Straight Outta Yuendumu

Nous sommes en 2017 après Jésus-Christ. Toute l’Australie Centrale est recouverte par le désert. Toute ? Non. Une communauté d’irréductibles aborigènes résiste encore et toujours à la chaleur. Plus qu’une en réalité. Mais l’idée est la même. Une immensité rugueuse et hostile dans laquelle on se demande comme l’activité humaine peut se développer. Et sans potion magique qui plus est…

Yuendumu a une position centrale dans ce bout de nulle part : une route directe vers Alice Springs, quelques infrastructures (dispensaire, terrain de basket couvert, trois supérettes, un centre de police), une école, un centre associatif et le média associatif PAW (Pintubi Anmatjere Warlpiri) dont la radio émet ses ondes dans le désert, tels des songlines modernes. Il permet de diffuser les idées et cultures aborigènes avec des sessions débats, de la musique et la production de la mini-série Bush Mechanics, ainsi que l’expo associée qui s’est invitée ici le temps d’une journée.

En dehors de cela, que de la terre battue rougeâtre. Pas de trottoir, pas de panneau d’information ou de grande maison pompeuse. La routine s’installe facilement et on se laisse aller à l’incontournable promenade du soir avec les quelques chiens du centre qui nous suivent à la trace. L’occasion de se rendre au lac du coin pour observer les chevaux sauvages s’abreuver à la nuit tombée ou de passer par une des supérettes. On y trouve des chips, du soda et autres produits gras, salé et sucré. Mais aussi quelques denrées fraîches au prix exorbitant. Atteindre les cinq fruits et légumes quotidiens demande un investissement financier non négligeable. Sans parler des prix annoncés qui ne sont finalement pas ceux en caisse…

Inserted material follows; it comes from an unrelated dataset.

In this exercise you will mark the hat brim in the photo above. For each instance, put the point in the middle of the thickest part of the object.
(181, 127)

C’est dans une de ces supérettes qu’on a fait la connaissance d’Alex, un backpacker français d’à peine 20 ans, archétype du baroudeur sympa : une tchatche sans pareil, un grand nombre de pays déjà visités à son compteur et une seule tenue – marcel, pantalon, veste – pour laisser plus de place à sa guitare et à son djembé. Il attend ici de se faire assez d’argent avant d’embarquer en bateau-stop vers l’Indonésie. On le croise au minimum une fois par semaine au centre d’art, lorsqu’il vient prendre sa douche hebdomadaire au son jazzy de son enceinte portative. Ce n’est pas forcément autorisé mais Gloria laisse couler. Une douche dans le désert, ça n’a pas de prix.

Pour passer le temps, les discussions vont également bon train ; en français avec Alex, en anglais/warlpiri avec les habitants du village et en anglais avec les autres volontaires. En un mois, les amitiés se forment, évoluent, des idées et points de vues s’entrechoquent. On se montre ses performances artistiques (danse, photos, peintures…) et un autre volontaire essaie même de nous vendre ses tableaux de poissons… C’est cela la vie en communauté. Hautement symbolisée par chaque départ de volontaire qui indique discrètement au préalable à qui revient sa nourriture restante.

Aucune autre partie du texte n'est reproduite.